Figure 4 : Structure tridimensionnelle du savoir (Barth, 1993, p.28).

Niveau d’abstraction supérieur

(Carré)

Niveau inférieur Analogies ou exemples

L’enfant qui se situe uniquement à un niveau supérieur ou à un niveau inférieur de l’abstraction ne sera pas en mesure de réaliser un apprentissage complet (voir figure 4, qui représente la structure du savoir dans son abstraction). Il restera au niveau de l’acquisition d’un nouveau concept, sans toutefois réaliser des liens significatifs sur la manière dont il est acquis (Barth, 1993). Aussi, il ne sera pas en mesure de le réutiliser de manière adéquate, puisque c’est tout le processus d’abstraction qui rend possible la généralisation. L’élève qui expérimentera un nouvel apprentissage, à différents niveaux d’abstraction, sera en mesure de se l’approprier et de le réutiliser :

Le savoir n’existe pas sans le réel, l’intérêt est d’en saisir à la fois l’aspect abstrait et l’aspect concret par un processus de comparaison des deux. Cette façon de faire rend possible une activité commune où les mots servent d’instrument pour diriger l’attention vers le réel, afin de se le clarifier. Ou bien le réel sert de support pour y introduire les mots justes (Barth, 1993, p.50).
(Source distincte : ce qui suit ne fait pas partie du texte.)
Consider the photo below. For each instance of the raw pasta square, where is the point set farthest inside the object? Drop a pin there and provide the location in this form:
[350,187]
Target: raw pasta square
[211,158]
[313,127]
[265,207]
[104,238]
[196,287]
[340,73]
Il n’y a donc pas de finalité, de produit, sans processus, d’où l’importance de prendre en considération tout le processus de la pensée chez l’enfant, pour l’acquisition des nouveaux concepts. « Le savoir n’existe pas en dehors de la façon dont il est “su” » (Barth, 1993, p.30). C’est ainsi qu’en amenant l’enfant à un niveau d’abstraction plus élevé qu’il sera en mesure de se situer au mode symbolique de représentation du savoir.
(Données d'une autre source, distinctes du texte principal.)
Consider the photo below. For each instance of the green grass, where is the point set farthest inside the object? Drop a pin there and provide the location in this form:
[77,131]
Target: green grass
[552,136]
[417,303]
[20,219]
4.2.1 Modes de pensée et niveaux d’abstraction

La perception, un processus interne et unique à chacun, implique deux modes de pensée : le mode analogique, où la personne définit une idée globale et le mode analytique, où ce seront les détails, des éléments séparés qui sont repérés (Barth, 2001). Pour passer à travers les différentes étapes de la conceptualisation et d’être en mesure de créer une généralisation à partir d’une abstraction, il est nécessaire à l’humain d’utiliser ces deux modes de pensée. Ça lui permettra alors de se situer aux trois niveaux du savoir, donc à divers niveaux d’abstraction. Pour comprendre un tout, il est nécessaire de s’attarder aux détails, toutefois, s’arrêter uniquement aux détails ne permettra pas de créer de généralisation. « Ce n’est pas l’un ou l’autre mode de pensée qui est plus important, mais le fait de compléter l’un par l’autre » (Barth, 2001, p.136). Par exemple, lorsqu’un enseignant tente d’expliquer une règle ou une définition aux élèves, il se trouve au mode de pensée analogique (Barth, 2001). Toutefois, il est nécessaire à l’élève de comprendre les détails, les exemples et les éléments de composition pour en arriver à comprendre sa globalité. D’où l’importance d’agencer différents niveaux d’abstraction en éducation, pour une meilleure compréhension et pour une réutilisation des acquis (Barth, 2001). Le mode de pensée analogique « se [distingue] des jugements analytiques en ce qu’ils comportent non seulement une analyse de concepts, mais également une synthèse des représentations » (Lanteigne, 1992, p.26). C’est pourquoi il se distingue par son haut niveau d’abstraction, utilisant aussi un mode de pensée analytique pour y parvenir.